Michael Pearce: The Mamur Zapt and Men Behind (1991)

Edition: William Collins, 1991
Review number: 640

Having given up waiting for the first of the Mamur Zapt novels to become available from my local library, I borrowed the third (though it's hard to tell from the unhelpful way Collins have chosen to list them at the front of the novels). I had some idea what to expect, and I was not disappointed. Perhaps a trifle less outrageous than the Dimitri novels I had previously read, The Mamur Zapt and Men Behind is still enjoyable and funny.

Set in Egypt in the early years of this century, the novels capitalise on the tension between the stabilising power of the British who ruled in all but name and the desire of the nationalists to free the country from foreign influence. The Mamur Zapt was the title of the official who ran the secret police in Cairo, and at this time was British though employed by the Egyptian government.

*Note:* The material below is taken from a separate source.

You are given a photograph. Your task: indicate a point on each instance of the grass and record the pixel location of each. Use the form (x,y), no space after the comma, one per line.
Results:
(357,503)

In this particular novel, the tension is heightened during a period when the Khedive (ruler of Egypt) refuses to name a new first minister, paralysing the government. Both British and Egyptian officials are being followed and attacked as the crisis continues, and a grave situation becomes very serious when a bomb wrecks a cafe which is a haunt of student political societies.

As a detective puzzle, The Men Behind is easy to solve; Pearce is more interested in being entertaining and amusing than in providing serious intellectual relaxation.